In a survey conducted by the Institute of Chartered Accountants of Scotland
(which has a 50% Scottish membership, with the other half of the 21,000 members
coming from elsewhere in the UK and more than 100 countries around the world),
it emerged that while large companies benefit from the existence of a designated
large business department and the associated tax officer expertise, SMEs and
other small businesses often have to fight to access expert opinion.
Revealing that 65% of those polled rated their dealings with local compliance
offices, which handle the tax affairs of small businesses, as poor or very poor,
Elspeth Orcharton, Assistant Director of Tax at ICAS, explained that:
“The UK’s largest businesses are given good service through customer
relationship managers in HMRC’s large business services department, created
in 2007. However, the demand this has placed on resources has resulted in poorer
services for the majority of smaller businesses. HMRC’s operating and
staffing systems are simply inadequate to support compliance with what has become
one of the most complex self-assessed tax systems in the world. Unaddressed
this will become a threat to public finances and closing the tax gap."
She continued: “Almost half the members who responded were happy with
the technical skills of HMRC staff handling phone calls, once they had found
someone with suitable knowledge, but getting to speak to such a person remains
a problem. HMRC’s contact and management systems need to be fit for purpose
so that people don’t feel they are being passed from pillar to post.”

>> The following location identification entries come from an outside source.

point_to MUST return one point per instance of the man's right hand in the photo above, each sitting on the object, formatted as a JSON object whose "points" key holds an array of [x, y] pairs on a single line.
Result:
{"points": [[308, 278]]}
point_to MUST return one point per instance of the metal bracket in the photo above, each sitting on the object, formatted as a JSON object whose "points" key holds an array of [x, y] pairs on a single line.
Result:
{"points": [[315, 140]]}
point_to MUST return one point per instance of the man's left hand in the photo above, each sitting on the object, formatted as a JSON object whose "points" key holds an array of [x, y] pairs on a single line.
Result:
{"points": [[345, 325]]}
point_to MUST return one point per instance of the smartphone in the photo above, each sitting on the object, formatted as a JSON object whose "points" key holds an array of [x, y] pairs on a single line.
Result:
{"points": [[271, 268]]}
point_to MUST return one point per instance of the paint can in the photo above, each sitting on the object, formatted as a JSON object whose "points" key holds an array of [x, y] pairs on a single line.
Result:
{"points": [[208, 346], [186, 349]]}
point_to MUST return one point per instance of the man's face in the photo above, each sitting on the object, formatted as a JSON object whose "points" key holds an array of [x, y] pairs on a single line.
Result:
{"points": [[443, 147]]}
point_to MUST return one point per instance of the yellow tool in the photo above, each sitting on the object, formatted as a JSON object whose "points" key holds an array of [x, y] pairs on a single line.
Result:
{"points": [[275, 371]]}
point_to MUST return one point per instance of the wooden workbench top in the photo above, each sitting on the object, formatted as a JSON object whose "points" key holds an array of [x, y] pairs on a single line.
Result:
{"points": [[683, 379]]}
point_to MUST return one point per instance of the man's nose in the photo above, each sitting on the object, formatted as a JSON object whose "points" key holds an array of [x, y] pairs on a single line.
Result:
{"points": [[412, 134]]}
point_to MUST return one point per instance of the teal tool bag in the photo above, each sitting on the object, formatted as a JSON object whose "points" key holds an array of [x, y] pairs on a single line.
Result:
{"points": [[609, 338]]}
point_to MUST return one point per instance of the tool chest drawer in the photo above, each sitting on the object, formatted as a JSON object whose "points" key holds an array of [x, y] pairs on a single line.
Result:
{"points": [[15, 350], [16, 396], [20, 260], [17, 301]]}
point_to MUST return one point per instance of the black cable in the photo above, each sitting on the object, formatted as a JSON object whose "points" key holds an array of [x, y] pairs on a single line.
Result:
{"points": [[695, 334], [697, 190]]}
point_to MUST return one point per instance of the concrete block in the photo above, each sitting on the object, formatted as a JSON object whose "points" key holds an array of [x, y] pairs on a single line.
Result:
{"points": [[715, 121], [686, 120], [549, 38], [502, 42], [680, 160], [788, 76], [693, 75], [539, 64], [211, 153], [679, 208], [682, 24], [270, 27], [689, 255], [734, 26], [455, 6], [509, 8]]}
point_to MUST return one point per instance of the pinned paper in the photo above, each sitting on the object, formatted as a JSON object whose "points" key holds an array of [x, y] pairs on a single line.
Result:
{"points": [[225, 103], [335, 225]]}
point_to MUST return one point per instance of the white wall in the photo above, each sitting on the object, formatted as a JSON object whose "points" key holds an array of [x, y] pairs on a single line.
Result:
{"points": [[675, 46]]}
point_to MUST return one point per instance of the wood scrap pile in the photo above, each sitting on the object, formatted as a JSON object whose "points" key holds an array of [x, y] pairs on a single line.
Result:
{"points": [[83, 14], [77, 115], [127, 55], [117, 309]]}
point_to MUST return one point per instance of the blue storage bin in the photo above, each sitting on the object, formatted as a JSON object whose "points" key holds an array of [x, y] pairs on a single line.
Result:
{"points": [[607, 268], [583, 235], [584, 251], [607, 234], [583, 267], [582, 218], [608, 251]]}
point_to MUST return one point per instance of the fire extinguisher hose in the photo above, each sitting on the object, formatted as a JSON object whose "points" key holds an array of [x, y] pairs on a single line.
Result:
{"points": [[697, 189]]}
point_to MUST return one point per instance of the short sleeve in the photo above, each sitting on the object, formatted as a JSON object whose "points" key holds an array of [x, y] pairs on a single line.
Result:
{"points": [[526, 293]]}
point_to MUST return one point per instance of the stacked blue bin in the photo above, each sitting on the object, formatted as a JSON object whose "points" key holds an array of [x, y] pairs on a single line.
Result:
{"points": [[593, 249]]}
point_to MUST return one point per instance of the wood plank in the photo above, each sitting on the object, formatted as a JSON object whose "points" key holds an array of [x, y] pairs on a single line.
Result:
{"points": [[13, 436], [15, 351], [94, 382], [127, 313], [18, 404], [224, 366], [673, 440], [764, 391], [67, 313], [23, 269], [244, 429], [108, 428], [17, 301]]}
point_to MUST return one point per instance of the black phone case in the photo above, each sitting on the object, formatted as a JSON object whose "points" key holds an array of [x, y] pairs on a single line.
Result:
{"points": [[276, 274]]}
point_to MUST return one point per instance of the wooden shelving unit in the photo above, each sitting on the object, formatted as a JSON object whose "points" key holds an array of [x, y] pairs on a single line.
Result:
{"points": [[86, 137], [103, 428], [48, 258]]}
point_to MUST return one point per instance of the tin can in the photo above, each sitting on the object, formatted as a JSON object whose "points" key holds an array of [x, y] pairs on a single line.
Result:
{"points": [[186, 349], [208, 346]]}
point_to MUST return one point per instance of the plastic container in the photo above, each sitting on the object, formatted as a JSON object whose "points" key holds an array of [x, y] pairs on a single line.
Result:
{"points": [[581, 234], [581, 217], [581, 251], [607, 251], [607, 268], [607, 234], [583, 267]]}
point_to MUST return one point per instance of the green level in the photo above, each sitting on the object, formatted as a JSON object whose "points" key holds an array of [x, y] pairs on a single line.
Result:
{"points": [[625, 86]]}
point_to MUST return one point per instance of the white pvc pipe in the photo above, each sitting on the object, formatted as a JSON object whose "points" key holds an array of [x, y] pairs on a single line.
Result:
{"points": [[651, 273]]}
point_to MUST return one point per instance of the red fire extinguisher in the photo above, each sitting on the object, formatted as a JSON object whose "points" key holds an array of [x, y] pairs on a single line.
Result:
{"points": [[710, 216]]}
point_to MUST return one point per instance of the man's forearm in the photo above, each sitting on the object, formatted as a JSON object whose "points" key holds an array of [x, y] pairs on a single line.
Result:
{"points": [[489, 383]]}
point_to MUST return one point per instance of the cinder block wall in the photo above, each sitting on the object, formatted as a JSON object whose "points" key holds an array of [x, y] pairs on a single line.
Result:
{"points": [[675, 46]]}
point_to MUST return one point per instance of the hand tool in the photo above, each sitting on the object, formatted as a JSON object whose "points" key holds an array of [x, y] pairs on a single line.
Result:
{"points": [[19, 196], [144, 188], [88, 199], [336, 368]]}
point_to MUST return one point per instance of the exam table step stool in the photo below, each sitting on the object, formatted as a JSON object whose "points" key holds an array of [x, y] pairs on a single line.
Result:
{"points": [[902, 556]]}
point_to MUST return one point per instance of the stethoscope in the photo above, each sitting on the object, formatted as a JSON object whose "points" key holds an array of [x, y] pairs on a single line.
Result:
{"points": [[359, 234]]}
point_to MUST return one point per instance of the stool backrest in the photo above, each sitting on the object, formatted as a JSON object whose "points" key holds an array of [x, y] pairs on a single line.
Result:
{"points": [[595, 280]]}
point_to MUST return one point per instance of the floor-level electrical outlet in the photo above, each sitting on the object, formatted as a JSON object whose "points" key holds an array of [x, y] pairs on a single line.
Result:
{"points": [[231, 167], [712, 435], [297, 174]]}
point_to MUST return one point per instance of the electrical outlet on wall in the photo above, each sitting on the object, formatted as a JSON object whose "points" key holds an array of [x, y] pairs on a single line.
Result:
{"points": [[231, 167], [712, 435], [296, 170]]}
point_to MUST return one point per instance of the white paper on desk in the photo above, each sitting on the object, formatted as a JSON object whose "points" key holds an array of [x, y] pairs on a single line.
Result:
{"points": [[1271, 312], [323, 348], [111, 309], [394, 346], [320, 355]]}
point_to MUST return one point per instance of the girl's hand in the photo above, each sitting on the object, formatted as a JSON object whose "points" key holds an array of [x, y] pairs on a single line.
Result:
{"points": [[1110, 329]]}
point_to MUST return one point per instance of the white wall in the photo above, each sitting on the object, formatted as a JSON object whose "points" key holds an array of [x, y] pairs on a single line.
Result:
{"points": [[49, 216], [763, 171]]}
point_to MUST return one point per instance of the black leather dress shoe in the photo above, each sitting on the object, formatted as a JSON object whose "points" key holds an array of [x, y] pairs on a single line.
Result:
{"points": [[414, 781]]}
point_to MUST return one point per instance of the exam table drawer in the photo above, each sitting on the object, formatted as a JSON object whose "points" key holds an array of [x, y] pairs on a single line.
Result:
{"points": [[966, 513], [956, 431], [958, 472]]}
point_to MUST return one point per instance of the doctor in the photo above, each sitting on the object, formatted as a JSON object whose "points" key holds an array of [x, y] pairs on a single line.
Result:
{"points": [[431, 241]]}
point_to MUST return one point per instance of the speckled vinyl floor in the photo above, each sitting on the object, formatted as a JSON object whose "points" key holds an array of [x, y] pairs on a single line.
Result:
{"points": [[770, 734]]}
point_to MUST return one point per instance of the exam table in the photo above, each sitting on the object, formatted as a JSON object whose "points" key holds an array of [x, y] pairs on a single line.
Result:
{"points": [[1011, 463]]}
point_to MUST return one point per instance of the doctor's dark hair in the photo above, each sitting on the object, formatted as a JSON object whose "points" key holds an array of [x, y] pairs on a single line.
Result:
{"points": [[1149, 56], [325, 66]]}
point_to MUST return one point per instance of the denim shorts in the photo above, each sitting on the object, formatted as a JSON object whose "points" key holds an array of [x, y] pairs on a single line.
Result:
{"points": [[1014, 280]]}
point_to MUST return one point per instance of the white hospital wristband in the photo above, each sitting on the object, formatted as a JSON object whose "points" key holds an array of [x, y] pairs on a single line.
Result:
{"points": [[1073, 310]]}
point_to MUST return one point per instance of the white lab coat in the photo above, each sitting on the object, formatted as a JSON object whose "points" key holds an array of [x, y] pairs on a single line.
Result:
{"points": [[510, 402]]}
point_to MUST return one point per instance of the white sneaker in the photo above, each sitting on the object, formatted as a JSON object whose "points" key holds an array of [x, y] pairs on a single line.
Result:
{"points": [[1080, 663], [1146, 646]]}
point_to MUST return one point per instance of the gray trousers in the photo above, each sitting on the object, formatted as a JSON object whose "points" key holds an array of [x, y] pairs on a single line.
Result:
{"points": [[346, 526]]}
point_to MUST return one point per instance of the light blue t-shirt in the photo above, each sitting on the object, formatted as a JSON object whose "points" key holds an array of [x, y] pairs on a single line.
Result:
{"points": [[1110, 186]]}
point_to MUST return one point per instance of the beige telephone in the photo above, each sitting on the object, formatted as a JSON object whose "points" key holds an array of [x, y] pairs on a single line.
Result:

An incoherent approach to the collection of tax was also cited as a factor
in the dissatisfaction of the small businesses questioned, with ICAS finding
that the debt management division of the UK tax authority was rated as poor
or very poor by 60% of respondents.
“Data used to collect tax is too far removed from those HMRC offices
which handle calculations of liability”, Orcharton argued, continuing:
“Aggressive collection tactics are too often used to pursue tax not actually
due, and communications between the different parts of HMRC need to be improved.”